I often worry that, because we had such a hard time with the birth and early months with our daughter, people will think we are nuts doing it again! Even though I've dreamed of a the delights and chaos that comes with a big(ger) family, it's still scary. So thankyou for sharing the GOOD bits about having a big(ger) family :-) It's nice to know it's not all stress!
As for the backlash you got with the last post- it happens. You can never please everyone. Just keep doing what you are doing! Don't let it stop you writing how you want to write. There will always be haters, but there will be even more people out there who love your writing (and don't get the wrong message from it!)
Keep up the good work!
So, in short, thank you. =)
And I totally agree with all points made by The Feminist Breeder. I hated being an only child, for all the reasons she listed. I decided that I would never have an only child, because I did not enjoy the experience at all.
Loved what you wrote!
Also- pretty cool that the Feminist Breeder read my blog....
I feel famous!
Sometimes you need someone - who isn't your parent- who can show you the ropes or help you out or lean on. Sometimes you need someone to have bunk beds with and giggle in the middle of the night with.
The kids add so much joy to each other's lives. They play together and laugh and hug and kiss and get along more than I could have ever dreamt. I felt that it took parenting from 2D to 3D, it added a whole new dimension to life to give my child a sibling.
I can't wait to have more :)
p.s. I'm a much better parent now than I was with only one (experience!), although not nearly as good as I thought I was before I had any haha!
I was an only child for 16 years until my brother was born. I dreamed of having a big family. We're expanding our family, but not the way we want because of money. Once hubby and I get better jobs, we'll expand our family even more.
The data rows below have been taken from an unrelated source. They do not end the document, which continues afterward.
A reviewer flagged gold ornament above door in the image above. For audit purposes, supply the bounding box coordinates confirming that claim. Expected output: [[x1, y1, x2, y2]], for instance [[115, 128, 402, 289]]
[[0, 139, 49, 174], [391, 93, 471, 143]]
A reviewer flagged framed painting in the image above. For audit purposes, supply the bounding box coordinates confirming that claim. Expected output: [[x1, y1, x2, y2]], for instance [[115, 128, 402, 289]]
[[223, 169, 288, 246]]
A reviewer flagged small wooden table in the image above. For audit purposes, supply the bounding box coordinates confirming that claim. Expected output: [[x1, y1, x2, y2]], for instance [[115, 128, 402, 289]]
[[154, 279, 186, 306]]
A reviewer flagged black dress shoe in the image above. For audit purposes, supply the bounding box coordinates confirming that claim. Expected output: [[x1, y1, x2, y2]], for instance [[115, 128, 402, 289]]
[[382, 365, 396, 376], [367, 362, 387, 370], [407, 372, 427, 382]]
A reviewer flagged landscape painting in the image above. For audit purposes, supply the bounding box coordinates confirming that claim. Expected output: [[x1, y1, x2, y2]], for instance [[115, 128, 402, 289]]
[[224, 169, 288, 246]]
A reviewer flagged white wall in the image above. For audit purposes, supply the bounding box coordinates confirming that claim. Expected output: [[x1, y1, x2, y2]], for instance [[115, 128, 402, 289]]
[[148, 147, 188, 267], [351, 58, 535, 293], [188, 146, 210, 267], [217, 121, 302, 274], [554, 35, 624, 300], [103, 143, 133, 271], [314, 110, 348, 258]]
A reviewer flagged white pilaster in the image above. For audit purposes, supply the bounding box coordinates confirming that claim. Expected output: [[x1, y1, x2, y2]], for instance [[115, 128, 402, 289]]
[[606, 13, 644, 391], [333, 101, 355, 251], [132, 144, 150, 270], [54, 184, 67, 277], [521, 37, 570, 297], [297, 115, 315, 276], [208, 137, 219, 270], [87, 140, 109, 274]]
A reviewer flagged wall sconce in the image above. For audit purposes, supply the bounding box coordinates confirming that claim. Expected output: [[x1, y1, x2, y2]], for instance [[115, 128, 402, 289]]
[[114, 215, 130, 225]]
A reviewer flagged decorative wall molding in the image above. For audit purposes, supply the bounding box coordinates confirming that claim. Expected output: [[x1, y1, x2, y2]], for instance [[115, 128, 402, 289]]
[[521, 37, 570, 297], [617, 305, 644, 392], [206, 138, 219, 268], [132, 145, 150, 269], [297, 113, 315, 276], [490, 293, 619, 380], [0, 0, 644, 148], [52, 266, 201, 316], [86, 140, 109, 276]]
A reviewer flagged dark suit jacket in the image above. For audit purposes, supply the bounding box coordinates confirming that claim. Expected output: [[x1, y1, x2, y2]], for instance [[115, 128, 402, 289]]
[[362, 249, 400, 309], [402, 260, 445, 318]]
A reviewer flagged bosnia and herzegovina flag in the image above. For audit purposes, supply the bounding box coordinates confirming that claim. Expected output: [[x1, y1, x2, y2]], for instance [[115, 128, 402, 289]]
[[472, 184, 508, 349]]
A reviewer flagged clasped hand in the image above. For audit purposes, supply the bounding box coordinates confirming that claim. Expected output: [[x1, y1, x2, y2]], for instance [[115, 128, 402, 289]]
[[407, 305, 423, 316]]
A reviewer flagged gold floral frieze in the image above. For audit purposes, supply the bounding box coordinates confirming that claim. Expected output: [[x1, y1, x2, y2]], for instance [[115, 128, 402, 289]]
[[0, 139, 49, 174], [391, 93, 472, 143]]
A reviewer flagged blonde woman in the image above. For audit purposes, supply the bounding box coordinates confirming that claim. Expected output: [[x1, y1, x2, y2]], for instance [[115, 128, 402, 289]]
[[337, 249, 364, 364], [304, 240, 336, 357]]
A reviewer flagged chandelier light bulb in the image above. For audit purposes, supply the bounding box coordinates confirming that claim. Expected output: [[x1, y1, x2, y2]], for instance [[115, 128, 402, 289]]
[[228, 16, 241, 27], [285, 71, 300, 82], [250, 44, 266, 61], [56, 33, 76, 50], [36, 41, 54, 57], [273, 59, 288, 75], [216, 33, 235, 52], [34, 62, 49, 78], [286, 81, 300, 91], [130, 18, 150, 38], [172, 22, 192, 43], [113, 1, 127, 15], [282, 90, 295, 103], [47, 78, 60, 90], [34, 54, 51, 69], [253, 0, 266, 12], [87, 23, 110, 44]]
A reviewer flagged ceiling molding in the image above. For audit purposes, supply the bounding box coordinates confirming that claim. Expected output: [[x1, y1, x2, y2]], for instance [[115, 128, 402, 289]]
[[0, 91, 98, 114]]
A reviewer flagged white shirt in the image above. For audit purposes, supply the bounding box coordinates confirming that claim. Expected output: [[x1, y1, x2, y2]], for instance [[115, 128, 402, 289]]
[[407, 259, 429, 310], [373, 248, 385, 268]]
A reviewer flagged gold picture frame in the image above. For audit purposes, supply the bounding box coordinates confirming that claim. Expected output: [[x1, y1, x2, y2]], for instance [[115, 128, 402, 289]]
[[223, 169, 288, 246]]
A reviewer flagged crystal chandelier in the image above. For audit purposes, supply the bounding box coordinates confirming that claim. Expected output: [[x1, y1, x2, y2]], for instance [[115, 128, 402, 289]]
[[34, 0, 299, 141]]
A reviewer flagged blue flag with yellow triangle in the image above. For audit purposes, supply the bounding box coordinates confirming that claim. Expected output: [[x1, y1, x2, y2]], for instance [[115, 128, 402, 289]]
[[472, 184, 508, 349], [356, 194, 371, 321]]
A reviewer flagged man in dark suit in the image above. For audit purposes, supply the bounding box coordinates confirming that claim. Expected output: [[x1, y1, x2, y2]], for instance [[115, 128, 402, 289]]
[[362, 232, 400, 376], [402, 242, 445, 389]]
Your blog did not offend me at all. I loved being with family...we have a huge family. Hubby has two siblings, I have a 7 year old sibling.
I love reading your blogs. You are human and if you need to release some steam, go ahead. If you need to praise your heart out, go ahead. No one has the right to call you out and make you feel bad about your opinions.
Keep on writing, Mama B. We all love you.
b) i get so angry at these people who are complaining that the children are raising their siblings because i did help raise my sister who is 13 years younger than me and I LOVED EVERY SECOND OF IT. I changed diapers, gave baths, fed bottles, read books, kissed boo boos, took her places, took her to her first day of kindergarten (with my mom ofcourse), she even slept in my bed with me when she was little.
my only regret is that i didnt spend MORE time with her. she kept me grounded and kept me from doing things I shouldn't have been doing in high school because I knew she was looking up to me. I wasted so much time with "friends" who i never spoke to again, but that sweet little brown eyed girl is still in my life, loves me, and still thinks im the coolest sissy ever.
when i moved out of my moms house i cried for weeks because i missed her so much and that was really hard. now she comes to stay with me practically all summer and i hate it when she leaves.
but - in school we were made fun of by classmates; could I have gotten through that if my parents hadn't listened to us? [I don't think so.]
Now, I don't live near my family. Married with one son. It gets lonely sometimes - if we go too long without family/friend visits. Worse, if I feel pressured to be overprotective of my son. Something that the way my parents raised us helps me to fight against doing.